Fonte: compilação de notícias em jornais e revistas variados realizada pela Amana-Key.
Mabesa
Fonte: Revista Exame, 1/01/2003
• Recentemente, a subsidiária da mexicana Mabesa entrou no mercado de fraldas brasileiro e
agora já ocupa a segunda posição no ranking (18% das vendas).
• Definindo o foco - “Quando começamos, o percentual de bebês que usavam fraldas era de 15%.
Era óbvio que as classes A e B já compravam, aí focamos nas classes C e D.”

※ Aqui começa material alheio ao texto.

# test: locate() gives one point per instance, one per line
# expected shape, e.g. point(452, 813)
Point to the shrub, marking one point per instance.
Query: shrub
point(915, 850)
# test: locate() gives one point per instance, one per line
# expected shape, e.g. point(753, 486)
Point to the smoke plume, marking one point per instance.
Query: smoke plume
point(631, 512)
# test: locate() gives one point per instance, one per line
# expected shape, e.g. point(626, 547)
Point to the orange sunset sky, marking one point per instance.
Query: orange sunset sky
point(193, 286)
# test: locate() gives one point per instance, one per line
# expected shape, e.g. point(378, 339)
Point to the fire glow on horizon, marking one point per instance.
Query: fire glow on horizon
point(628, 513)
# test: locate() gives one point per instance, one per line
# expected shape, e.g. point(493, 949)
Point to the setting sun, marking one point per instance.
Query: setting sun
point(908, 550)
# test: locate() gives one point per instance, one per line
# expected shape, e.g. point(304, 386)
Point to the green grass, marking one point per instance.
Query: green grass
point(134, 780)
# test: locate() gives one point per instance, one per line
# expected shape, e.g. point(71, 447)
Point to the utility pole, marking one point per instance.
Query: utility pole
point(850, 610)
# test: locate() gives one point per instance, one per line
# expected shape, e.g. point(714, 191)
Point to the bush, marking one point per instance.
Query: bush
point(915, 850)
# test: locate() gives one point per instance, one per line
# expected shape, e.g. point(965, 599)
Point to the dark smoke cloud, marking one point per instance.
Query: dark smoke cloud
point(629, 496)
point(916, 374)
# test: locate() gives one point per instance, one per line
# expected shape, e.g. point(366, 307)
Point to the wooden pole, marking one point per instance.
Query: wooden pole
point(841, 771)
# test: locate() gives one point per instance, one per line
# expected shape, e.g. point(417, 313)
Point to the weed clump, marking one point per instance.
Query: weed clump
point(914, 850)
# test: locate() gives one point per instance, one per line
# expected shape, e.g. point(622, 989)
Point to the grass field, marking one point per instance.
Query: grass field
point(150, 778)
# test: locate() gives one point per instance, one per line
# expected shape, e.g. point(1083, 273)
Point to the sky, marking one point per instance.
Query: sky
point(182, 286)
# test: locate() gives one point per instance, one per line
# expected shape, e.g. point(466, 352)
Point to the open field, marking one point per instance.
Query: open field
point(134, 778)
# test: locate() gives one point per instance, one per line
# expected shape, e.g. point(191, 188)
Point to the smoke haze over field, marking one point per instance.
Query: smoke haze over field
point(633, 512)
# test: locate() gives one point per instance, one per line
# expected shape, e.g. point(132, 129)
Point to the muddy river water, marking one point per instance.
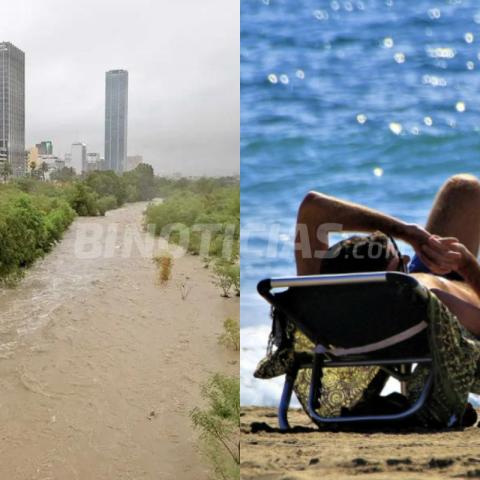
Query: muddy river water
point(100, 365)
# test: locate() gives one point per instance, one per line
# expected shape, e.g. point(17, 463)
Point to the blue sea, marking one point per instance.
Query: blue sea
point(373, 101)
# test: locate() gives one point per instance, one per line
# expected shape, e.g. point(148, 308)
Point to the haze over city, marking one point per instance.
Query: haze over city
point(182, 114)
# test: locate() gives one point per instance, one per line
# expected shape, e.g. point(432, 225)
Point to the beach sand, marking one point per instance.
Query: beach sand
point(100, 365)
point(268, 454)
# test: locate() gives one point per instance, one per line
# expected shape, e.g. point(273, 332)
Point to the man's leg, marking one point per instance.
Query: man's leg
point(456, 211)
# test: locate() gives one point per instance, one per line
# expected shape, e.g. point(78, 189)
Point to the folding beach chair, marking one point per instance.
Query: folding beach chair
point(358, 319)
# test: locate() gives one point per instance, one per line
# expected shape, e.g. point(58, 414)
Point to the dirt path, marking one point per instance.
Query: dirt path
point(100, 366)
point(268, 454)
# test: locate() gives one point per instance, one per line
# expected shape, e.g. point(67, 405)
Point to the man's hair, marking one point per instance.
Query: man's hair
point(358, 254)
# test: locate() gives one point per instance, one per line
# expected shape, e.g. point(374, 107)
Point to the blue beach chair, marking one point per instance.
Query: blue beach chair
point(358, 319)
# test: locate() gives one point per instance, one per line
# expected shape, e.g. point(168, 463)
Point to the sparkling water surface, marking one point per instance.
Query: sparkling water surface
point(372, 101)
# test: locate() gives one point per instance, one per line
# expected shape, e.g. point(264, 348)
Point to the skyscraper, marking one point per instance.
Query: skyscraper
point(79, 157)
point(116, 117)
point(12, 107)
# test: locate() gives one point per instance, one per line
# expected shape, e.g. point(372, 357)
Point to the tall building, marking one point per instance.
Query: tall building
point(116, 118)
point(78, 158)
point(12, 107)
point(45, 148)
point(134, 161)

• Preenchendo o vazio – “O segmento de mais baixa renda precisava de uma empresa que se
dedicasse a ele.”
• Atendendo às necessidades e às possibilidades dos clientes: As fraldas para a classe D são
vendidas em pacotes com menor número de unidades (muitos consumidores nessa faixa de
renda ganham por dia de trabalho e só podem comprar aos poucos).
Ace Seguros
Fonte: Revista Exame, 3/04/2003
• O público-alvo da maioria das seguradoras é a população de renda mais alta.
• A seguradora americana Ace Seguros, no Brasil, está indo na contramão do modelo - “Vender
seguros baratos para clientes de baixa renda é um dos pontos mais importantes de nossa
estratégia para crescer no país.“
• Como vencer os desafios da venda de seguros “massificados”?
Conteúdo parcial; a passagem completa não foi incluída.